Authority Identity and the Social History of the Great War

Authority  Identity and the Social History of the Great War
Author: Frans Coetzee,Marilyn Shevin-Coetzee
Publsiher: Berghahn Books
Total Pages: 388
Release: 1995
Genre: History
ISBN: 1571810676

Download Authority Identity and the Social History of the Great War Book in PDF, Epub and Kindle

The unprecedented scope and intensity of the First World War has prompted an enormous body of retrospective scholarship. However, efforts to provide a coherent synthesis about the war's impact and significance have remained circumscribed, tending to focus either on the operational outlines of military strategy and tactics or on the cultural legacy of the conflict as transmitted bythe war's most articulate observers. This volume departs from traditional accounts on several scores: by exploring issues barely touched upon in previous works, by deviating from the widespread tendency to treat the experiences of front and homefront isolation, and by employing a thematic treatment that, by considering the construction of authority and identity between 1914 and 1918, illuminates the fundamental question of how individuals, whether in uniform or not, endured the war's intrusion into so many aspects of their public and private lives.

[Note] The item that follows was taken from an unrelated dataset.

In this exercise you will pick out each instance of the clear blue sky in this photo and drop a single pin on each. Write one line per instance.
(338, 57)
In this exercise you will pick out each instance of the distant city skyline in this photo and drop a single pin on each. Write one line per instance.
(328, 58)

Orthodox Christian Identity in Western Europe

Orthodox Christian Identity in Western Europe
Author: Sebastian Rimestad
Publsiher: Routledge
Total Pages: 214
Release: 2020-11-19
Genre: Religion
ISBN: 9781000228106

Download Orthodox Christian Identity in Western Europe Book in PDF, Epub and Kindle

This book analyses the discourses of Orthodox Christianity in Western Europe to demonstrate the emerging discrepancies between the mother Church in the East and its newer Western congregations. Showing the genesis and development of these discourses over the twentieth century, it examines the challenges the Orthodox Church is facing in the modern world. Organised along four different discursive fields, the book uses these fields to analyse the Orthodox Church in Western Europe during the twentieth century. It explores pastoral, ecclesiological, institutional and ecumenical discourses in order to present a holistic view of how the Church views itself and how it seeks to interact with other denominations. Taken together, these four fields reveal a discursive vitality outside of the traditionally Orthodox societies that is, however, only partly reabsorbed by the church hierarchs in core Orthodox regions, like Southeast Europe and Russia. The Orthodox Church is a complex and multi-faceted global reality.Therefore, this book will be a vital guide to scholars studying the Orthodox Church, ecumenism and religion in Europe, as well as those working in religious studies, sociology of religion, and theology more generally.